How to transfer your Back-End from Supabase Cloud to Self-Hosted?
Development platforms like Firebase got more and more popular. Through providing serverless hosting, scalable databases, and other features like authentication, make developing apps easier. While Firebase has a huge position in the market, alternatives are on the rise. One of them: Supabase.
The platform claims to be a Firebase alternative. And actually, it is a Headless CMS. While it doesn’t offer as many features as Firebase, it already offers some important ones: Storage, Authentification, and a Database. And it is not NoSQL, it will give you a Postgres database. an API for interacting with that database that automatically evolves (and is self-documenting!) as your database changes; a user authentication system that works with popular login providers (Facebook, Twitter, Google, Apple, etc.); a storage system for processing things such as image and video uploads; and a user interface to control and manage them all. Building almost any modern app or service takes a ton of work and eliminates it in a few clicks.

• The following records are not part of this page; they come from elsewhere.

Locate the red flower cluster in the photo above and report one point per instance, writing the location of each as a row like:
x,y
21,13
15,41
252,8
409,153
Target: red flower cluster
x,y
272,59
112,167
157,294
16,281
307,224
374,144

What can you do with supabase?
- Can listen to database changes,
- It can query tables like GraphQL, provide pagination and filter complex nested relationships,
- Intervention to the database via the UI Dashboard,
- Editing users and editing their roles
- Ability to process complex queries thanks to PostgreSQL
- Ability to hold all kinds of media with storage
There are several ways to use Supabase:
- Supabase Cloud: you don’t need to deploy anything. Supabase will manage and scale your infrastructure.(It’s free for hobby & small projects)
- Docker: deploy to your own infrastructure.
- Kubernetes: are coming soon.
Pros and cons of self-hosting
There are many reasons why you might want to self-host Supabase:
- More database space — using your own VPS you can have a much larger database than is (currently) available through the platform managed by Supabase.
- Full infrastructure control — you’re in control of everything, so if you need to make a change you have the option
There are also some reasons you might want to let Supabase host your database instead of self-hosting:
- Already installed — No significant technical knowledge is required to set up a Supabase instance on their platform
- Costs — They offer a free plan that may be sufficient for your needs
But bad news: The self-hosted version of Supabase does not include a UI yet.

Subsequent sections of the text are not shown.